Contemplar as maravilhas da natureza era o que fazíamos. Eu não tinha ideia da grandiosidade e a infinitude que nos toma diante da exuberância amazônica: o rio caudaloso, com sua coloração terrosa, misterioso e convidativo ao mesmo tempo; as árvores enormes, imponentes, as vezes que se curvam para o rio, os pássaros que voam e cantam lindamente; os botos que emergem repentinamente e ao seu lado e se vão, silenciosos, para voltar a emergir já bem distante....
Isso é Amazônia, mas ao mesmo tempo não é, porque ela não cabe em palavras. Não consigo descrever a sensação de se “sentir esmagada pela majestade da floresta”. Ela se impõe, somos apenas mais um ser dentro dela, ou pelo menos, era pra ser assim.
Infelizmente, também navegando pelo rio, vimos o lixo boiando em suas águas, às vezes também, preso às raízes das arvores que o margeiam. Nesses casarios, vimos a pobreza das pessoas ribeirinhas. Inclusive, presenciamos uma cena lamentável no segundo dia em Isla Del Tigre: uma senhora de aproximadamente trinta anos, chegara em seu barquinho acompanhada por um homem, que inferimos ser seu companheiro e com algumas crianças. Ela vinha de outro casario à procura do posto de enfermagem que tem em Isla.
Chegou vomitando e muito fraca.
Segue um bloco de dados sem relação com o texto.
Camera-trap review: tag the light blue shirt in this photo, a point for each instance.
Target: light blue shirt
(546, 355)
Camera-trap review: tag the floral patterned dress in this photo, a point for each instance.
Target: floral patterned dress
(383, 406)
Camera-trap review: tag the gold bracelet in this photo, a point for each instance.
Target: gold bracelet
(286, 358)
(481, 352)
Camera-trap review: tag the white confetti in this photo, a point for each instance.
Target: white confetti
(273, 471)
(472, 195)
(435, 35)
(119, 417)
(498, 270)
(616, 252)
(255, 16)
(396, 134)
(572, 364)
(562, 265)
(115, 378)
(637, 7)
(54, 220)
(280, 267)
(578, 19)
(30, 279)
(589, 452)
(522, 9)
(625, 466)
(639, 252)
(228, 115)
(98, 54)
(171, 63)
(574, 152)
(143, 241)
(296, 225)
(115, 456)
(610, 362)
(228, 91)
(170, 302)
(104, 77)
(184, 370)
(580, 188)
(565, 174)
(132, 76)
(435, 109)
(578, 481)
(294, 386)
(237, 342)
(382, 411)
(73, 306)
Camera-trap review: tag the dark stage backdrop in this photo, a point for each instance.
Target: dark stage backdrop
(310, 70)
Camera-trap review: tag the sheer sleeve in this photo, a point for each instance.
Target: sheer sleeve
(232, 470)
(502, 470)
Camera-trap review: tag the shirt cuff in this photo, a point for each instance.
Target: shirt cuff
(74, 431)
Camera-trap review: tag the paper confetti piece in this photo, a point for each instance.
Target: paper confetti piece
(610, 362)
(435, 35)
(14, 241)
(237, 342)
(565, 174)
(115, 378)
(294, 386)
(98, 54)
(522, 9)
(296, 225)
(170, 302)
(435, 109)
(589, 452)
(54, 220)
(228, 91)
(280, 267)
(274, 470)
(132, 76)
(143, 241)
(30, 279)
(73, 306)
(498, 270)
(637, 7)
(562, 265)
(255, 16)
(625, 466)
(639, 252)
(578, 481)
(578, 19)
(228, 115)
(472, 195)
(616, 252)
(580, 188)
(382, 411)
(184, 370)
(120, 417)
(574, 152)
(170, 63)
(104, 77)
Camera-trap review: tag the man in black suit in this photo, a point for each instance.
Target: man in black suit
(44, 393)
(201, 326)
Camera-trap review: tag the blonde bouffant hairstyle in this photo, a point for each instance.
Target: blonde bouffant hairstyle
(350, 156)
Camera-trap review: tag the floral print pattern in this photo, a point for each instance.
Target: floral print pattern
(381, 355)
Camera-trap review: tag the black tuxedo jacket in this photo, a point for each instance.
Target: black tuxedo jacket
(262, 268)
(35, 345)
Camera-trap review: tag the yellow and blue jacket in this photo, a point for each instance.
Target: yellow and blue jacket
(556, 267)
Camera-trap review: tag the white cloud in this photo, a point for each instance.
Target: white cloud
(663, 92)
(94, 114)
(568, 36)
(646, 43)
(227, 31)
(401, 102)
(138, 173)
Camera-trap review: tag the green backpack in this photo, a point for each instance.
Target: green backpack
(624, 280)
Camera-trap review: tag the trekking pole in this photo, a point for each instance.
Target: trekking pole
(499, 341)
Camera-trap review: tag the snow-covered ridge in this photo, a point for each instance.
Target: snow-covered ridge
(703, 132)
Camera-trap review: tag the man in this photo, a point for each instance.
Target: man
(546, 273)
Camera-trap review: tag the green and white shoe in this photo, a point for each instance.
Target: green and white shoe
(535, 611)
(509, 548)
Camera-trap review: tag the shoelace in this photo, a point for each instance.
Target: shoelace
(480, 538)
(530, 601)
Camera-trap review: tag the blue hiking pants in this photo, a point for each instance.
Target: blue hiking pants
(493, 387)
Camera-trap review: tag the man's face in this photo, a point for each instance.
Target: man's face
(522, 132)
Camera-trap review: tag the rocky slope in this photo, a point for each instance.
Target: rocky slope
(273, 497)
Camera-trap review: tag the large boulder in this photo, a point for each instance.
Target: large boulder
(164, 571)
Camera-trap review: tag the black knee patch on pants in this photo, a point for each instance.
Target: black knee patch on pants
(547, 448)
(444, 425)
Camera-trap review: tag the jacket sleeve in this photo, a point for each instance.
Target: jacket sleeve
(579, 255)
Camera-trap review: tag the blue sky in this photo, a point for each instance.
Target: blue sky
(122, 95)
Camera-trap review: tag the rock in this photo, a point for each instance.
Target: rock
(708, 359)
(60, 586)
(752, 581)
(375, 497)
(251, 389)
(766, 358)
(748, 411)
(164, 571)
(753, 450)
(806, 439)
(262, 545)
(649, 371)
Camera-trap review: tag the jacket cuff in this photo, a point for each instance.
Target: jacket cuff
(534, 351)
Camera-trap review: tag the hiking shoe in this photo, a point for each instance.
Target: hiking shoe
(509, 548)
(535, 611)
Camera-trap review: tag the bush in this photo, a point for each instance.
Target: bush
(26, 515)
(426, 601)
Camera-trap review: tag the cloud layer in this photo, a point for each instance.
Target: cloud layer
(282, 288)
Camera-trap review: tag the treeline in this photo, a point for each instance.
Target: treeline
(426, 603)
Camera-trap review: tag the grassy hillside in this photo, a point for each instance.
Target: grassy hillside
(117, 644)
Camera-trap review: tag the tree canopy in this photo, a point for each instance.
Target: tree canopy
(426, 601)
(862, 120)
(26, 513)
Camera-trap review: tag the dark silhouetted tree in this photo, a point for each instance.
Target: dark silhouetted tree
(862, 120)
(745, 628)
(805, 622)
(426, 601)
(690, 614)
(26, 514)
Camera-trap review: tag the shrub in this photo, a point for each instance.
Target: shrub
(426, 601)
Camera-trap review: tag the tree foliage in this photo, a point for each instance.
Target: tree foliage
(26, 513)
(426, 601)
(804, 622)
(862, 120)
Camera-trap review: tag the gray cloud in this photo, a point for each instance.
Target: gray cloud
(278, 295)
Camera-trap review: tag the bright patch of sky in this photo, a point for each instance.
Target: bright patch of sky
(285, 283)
Como Isla fica à margem do rio e todas as casas voltadas para ele, ao chegar, irmã Leo a avistou (éramos vizinhos ao posto de saúde)  tentou ajudá-la. Encontrou-a muito debilitada e o descaso do enfermeiro, que não demonstrou qualquer preocupação diante do estado da mulher. Após ser “atendida”, a senhora partiu. Para nossa tristeza, tivemos notícia de seu falecimento no outro dia.
Segundo relatos, ela tivera um aborto espontâneo meses antes e não teve o descanso que esses casos delicados necessitam. Ficamos muito desolados com a notícia e especialmente eu e a irmã Leo refletirmos muito acerca das condições de vida dessas pessoas. Ainda nesse casario podemos observar as rondadas de madeiras que são “sacadas” diariamente, mas por outra lado, vimos também a disputa interna pelo pagamento da energia (em Isla del Tigre só há energia elétrica 4 horas por noite, graças a um motor adquirido pela comunidade e o gasto dos combustíveis são rateados pelos moradores).
Em dois dias e meio nessa comunidade, saímos  reflexivos e mais atentos a essas situações que nos parecem banais mas que são muito complexas. Como falar de ecologia numa comunidade que depende do desmatamento pra poder sobreviver (literalmente); como falar de direitos iguais para as mulheres numa região em que as mulheres morrem desassistidas? Sei que não conheço muito dos serviços públicos peruanos e nem como eles se organizam, mas tanto na outra experiência em Caballo Cocha sobre o combate ao narcotráfico como aqui nas comunidades ribeirinhas, tenho percebido, aos poucos, que os pobres sempre serão os que mais sofrem e são os mais invisibilizados. Ou seja, nada muito distante do que estou acostumada a ver diariamente, apenas em outros contextos."